At the foundation, the Asus Dual and Sapphire Pulse RX 9060 XT 16GB share an identical hardware backbone: the same 1700 MHz base clock, 2048 shading units, 128 TMUs, 64 ROPs, and 2518 MHz memory speed. This means both cards draw from the same compute architecture and will behave virtually identically under sustained, thermally-limited workloads — the kind of sustained load you see in long gaming sessions or content creation tasks.

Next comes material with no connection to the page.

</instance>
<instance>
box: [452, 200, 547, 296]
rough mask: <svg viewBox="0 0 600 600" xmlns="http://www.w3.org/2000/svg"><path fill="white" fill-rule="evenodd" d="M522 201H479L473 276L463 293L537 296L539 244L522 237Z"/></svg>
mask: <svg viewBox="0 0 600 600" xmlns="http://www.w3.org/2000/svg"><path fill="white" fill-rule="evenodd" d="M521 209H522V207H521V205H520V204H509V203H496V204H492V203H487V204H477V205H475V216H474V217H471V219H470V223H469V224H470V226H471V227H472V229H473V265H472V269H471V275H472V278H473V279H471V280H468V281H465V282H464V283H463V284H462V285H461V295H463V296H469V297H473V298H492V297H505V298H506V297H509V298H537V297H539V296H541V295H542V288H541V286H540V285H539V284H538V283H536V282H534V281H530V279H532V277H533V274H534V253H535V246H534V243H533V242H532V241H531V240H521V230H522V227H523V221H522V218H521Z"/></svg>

The only meaningful differentiator within this group is the GPU turbo (boost) clock. The Sapphire Pulse reaches 3290 MHz versus the Asus Dual's 3230 MHz — a 60 MHz or roughly 1.9% advantage. This cascades into marginally higher derived metrics: the Pulse edges ahead with 210.6 GPixel/s vs. 206.7 GPixel/s in pixel rate, 26.95 TFLOPS vs. 26.46 TFLOPS in floating-point throughput, and 421.1 GTexels/s vs. 413.4 GTexels/s in texture fill rate. In practice, a sub-2% boost clock delta is unlikely to translate into a perceptible framerate difference in real-world gaming — it falls well within run-to-run benchmark variance.
Based strictly on these specs, the Sapphire Pulse holds a narrow technical edge in peak performance thanks to its higher boost clock, but the gap is too small to be a deciding factor on its own. Both cards are effectively performance-equivalent for everyday use, and buyers should weigh other factors — cooling, acoustics, power delivery, and price — to differentiate them in practice.